The sad thing is, they're right to be concerned -- not because the average filmgoer is such a contemptible mope, but because Murderball, for all its lip service about normalcy, is essentially a maudlin, expository "gimps are people too" lesson disguised as an extreme-sports romp. Zupan and his teammates make terrific camera subjects, articulate and engaging, and to the extent that the film concentrates on their competitive drive -- plus just the awe-inspiring sight of dudes smashing full-tilt-boogie into each other with custom-built wheelchairs resembling gladiatorial chariots -- it's rousing entertainment. There isn't an ounce of self-pity to be found in these athletes, who are all about annihilating the opposition -- especially their hated Canadian rivals, coached by former U.S. quad rugby champ Joe Soares, who defected up north when he was cut from the American squad in middle age.

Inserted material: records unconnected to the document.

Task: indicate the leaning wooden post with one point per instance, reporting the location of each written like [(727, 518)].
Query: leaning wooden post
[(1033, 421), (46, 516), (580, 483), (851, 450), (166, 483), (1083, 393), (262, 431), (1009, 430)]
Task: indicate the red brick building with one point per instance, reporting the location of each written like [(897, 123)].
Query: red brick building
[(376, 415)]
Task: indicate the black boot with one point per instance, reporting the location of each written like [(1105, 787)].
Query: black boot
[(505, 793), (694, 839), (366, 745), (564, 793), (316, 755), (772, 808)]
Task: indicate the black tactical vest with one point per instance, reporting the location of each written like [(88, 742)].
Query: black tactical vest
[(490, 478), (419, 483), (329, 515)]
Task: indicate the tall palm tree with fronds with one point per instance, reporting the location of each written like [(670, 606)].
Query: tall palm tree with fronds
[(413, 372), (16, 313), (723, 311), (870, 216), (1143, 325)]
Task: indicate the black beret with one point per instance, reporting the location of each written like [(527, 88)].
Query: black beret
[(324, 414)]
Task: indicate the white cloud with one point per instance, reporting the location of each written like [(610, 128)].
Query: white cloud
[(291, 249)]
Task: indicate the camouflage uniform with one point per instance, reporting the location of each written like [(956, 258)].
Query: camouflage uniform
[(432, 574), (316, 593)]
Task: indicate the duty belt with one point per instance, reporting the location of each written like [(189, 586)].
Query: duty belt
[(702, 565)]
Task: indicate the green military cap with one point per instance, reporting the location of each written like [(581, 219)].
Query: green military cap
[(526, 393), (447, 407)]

If only Murderball were content to let them simply be athletes. Instead, the film engages in repeated and tiresome digressions designed to show us that these men, despite their various handicaps (quadriplegia, by the way, merely entails some loss of function in all four limbs, not complete immobility), lead ordinary, happy, turbulent lives just like you or me. Which, of course, has precisely the opposite effect, italicizing their differences and turning the film into an implicit lecture on How to Treat the Disabled. Instead of just meeting Zupan's lovely and fully ambulatory girlfriend, we're told how Zupan managed to land such a hottie even though he's in a wheelchair. When the players prepare for a match, we discover what an arduous task dressing yourself can be when you're stuck in a wheelchair. If the movie itself demonstrated even half the respect that it demands from us, all of this stuff would be incidental, barely acknowledged. We know they're people. Just let them kick ass.